Most people think Visa makes money when you tap your card. That's becoming the smaller half of the business.
When people think Visa, they still picture the card network. That's about 30% of what Visa actually does today. The rest is cross-border infrastructure, issuer processing, fraud AI, identity, tokenization, and open banking. Each layer demands a different acquisition playbook, and that's exactly what Visa has built over the last decade.
Card transactions are still massive in volume, but their strategic weight keeps shrinking. In several of Visa's recent deals, the card isn't even the product.
The Visa Europe buyback is the clearest example. Often dismissed as a routine corporate move, it actually rewired the company. $18.2 billion, full control of European payment rails reclaimed from EU banks, and the global network unified under a single P&L.
The same pattern shows up across the portfolio. Earthport and Currencycloud for cross-border. Pismo and Prisma for issuer processing. Featurespace and Verifi for fraud. Tink for open banking. Bell ID and Cardinal for tokenization.
Visa's 21 acquisitions span the full stack of payment infrastructure:
- Cross-border and FX: Earthport (£247M), Currencycloud (£700M)
- Core banking and issuer: Pismo ($1B), Prisma (2026)
- Fraud, risk, AI: Featurespace (~£700M), Verifi Inc., Cybersource ($2B)
- Local geographies: Visa Europe (€18.2B), NewPay, PROSA, yellowpepper
- Tokenization and security: Bell ID, Cardinal, Fundamo pty ($110M), PlaySpan Inc. ($190M)
- Open banking and data: Tink (€1.8B), Plaid ($5.3B blocked), Payworks
Competitive pressure explains the shift. Stripe's full-stack approach, Adyen's unified platform, and the rise of account-to-account payments have made a card-centric strategy obsolete.
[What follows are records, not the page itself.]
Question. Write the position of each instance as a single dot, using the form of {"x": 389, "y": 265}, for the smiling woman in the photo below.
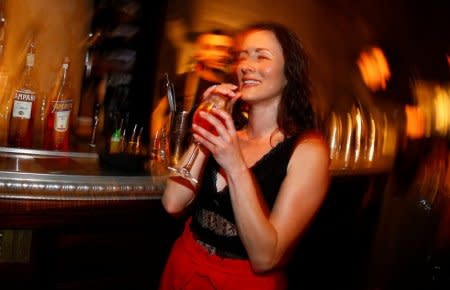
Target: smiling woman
{"x": 245, "y": 223}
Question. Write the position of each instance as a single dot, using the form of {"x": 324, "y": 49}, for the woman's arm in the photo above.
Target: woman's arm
{"x": 268, "y": 237}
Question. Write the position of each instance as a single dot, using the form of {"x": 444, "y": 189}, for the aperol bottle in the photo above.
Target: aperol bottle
{"x": 57, "y": 133}
{"x": 24, "y": 106}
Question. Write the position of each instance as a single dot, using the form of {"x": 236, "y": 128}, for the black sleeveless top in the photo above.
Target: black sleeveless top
{"x": 213, "y": 219}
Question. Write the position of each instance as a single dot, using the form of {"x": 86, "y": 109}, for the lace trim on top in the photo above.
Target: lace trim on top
{"x": 215, "y": 223}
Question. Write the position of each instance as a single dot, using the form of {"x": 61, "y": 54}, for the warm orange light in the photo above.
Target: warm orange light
{"x": 415, "y": 122}
{"x": 374, "y": 68}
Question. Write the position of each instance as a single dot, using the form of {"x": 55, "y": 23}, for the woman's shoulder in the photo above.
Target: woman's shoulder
{"x": 311, "y": 142}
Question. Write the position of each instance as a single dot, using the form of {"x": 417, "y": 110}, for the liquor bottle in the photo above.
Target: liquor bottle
{"x": 57, "y": 132}
{"x": 23, "y": 109}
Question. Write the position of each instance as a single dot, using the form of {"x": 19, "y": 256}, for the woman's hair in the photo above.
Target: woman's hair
{"x": 295, "y": 113}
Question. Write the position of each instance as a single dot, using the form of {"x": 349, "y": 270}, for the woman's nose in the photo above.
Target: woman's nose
{"x": 246, "y": 67}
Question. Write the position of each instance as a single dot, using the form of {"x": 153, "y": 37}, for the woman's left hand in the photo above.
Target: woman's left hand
{"x": 224, "y": 145}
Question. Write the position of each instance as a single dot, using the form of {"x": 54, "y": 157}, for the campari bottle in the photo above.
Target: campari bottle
{"x": 24, "y": 106}
{"x": 57, "y": 132}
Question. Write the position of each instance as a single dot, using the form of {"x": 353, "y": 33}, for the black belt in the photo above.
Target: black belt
{"x": 218, "y": 252}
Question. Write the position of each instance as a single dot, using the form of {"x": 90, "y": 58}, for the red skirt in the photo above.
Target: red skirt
{"x": 190, "y": 266}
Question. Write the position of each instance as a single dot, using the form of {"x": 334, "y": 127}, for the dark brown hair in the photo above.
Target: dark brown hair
{"x": 295, "y": 113}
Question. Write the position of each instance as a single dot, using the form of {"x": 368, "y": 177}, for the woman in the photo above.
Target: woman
{"x": 261, "y": 186}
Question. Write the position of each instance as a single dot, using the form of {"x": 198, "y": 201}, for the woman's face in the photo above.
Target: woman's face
{"x": 260, "y": 67}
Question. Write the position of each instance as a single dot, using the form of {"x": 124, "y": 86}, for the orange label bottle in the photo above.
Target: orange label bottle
{"x": 23, "y": 110}
{"x": 57, "y": 133}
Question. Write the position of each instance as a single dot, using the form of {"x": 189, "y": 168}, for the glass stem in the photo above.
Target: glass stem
{"x": 192, "y": 157}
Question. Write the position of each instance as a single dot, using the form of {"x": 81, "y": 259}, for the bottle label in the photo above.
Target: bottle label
{"x": 62, "y": 110}
{"x": 23, "y": 104}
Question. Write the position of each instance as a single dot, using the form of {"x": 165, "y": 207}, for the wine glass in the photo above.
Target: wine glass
{"x": 216, "y": 101}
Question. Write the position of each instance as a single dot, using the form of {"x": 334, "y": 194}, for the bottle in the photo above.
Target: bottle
{"x": 57, "y": 132}
{"x": 23, "y": 109}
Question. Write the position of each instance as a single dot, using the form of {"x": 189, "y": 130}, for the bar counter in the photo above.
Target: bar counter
{"x": 72, "y": 176}
{"x": 68, "y": 222}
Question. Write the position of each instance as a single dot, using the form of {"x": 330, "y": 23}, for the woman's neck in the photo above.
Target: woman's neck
{"x": 262, "y": 120}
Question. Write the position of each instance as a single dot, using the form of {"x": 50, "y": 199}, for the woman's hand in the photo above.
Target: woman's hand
{"x": 224, "y": 145}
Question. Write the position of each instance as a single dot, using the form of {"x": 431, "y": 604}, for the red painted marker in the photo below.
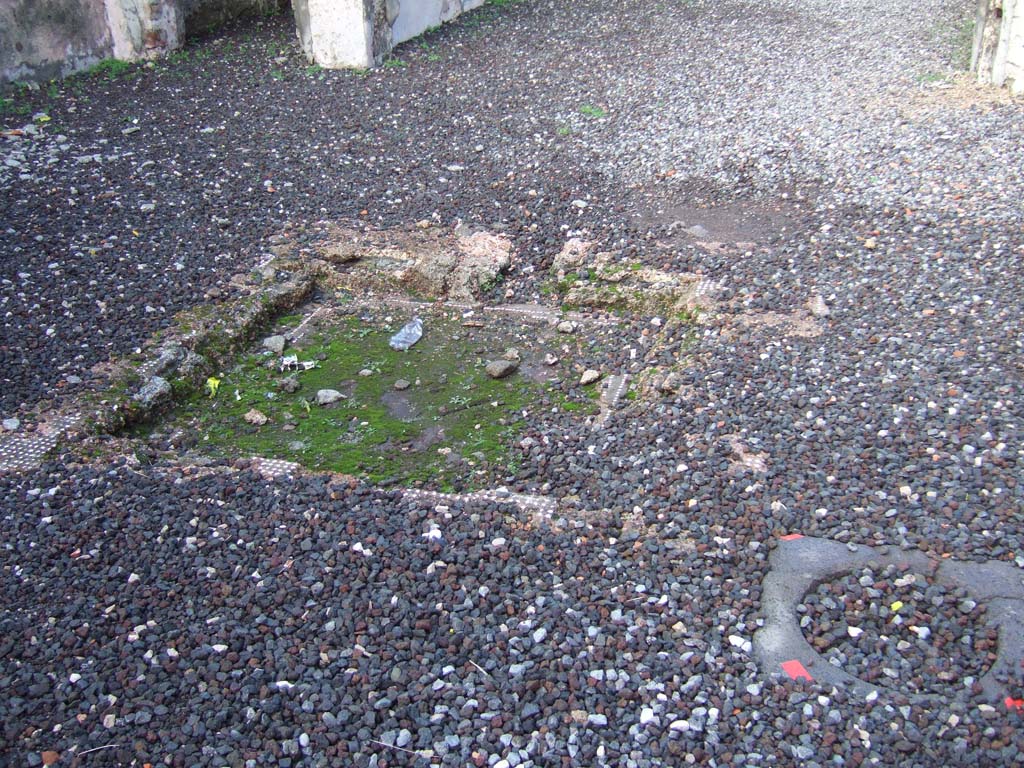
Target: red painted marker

By 2026, Visa's strategic exposure breaks down roughly as ~40% card network and cross-border, ~30% issuer processing and core banking, ~30% fraud, identity, tokenization, and open banking.
Real-time payments, embedded finance, and AI-driven risk infrastructure keep pushing that mix further.
Visa isn't a card network anymore. It's becoming the payment infrastructure layer of every digital business.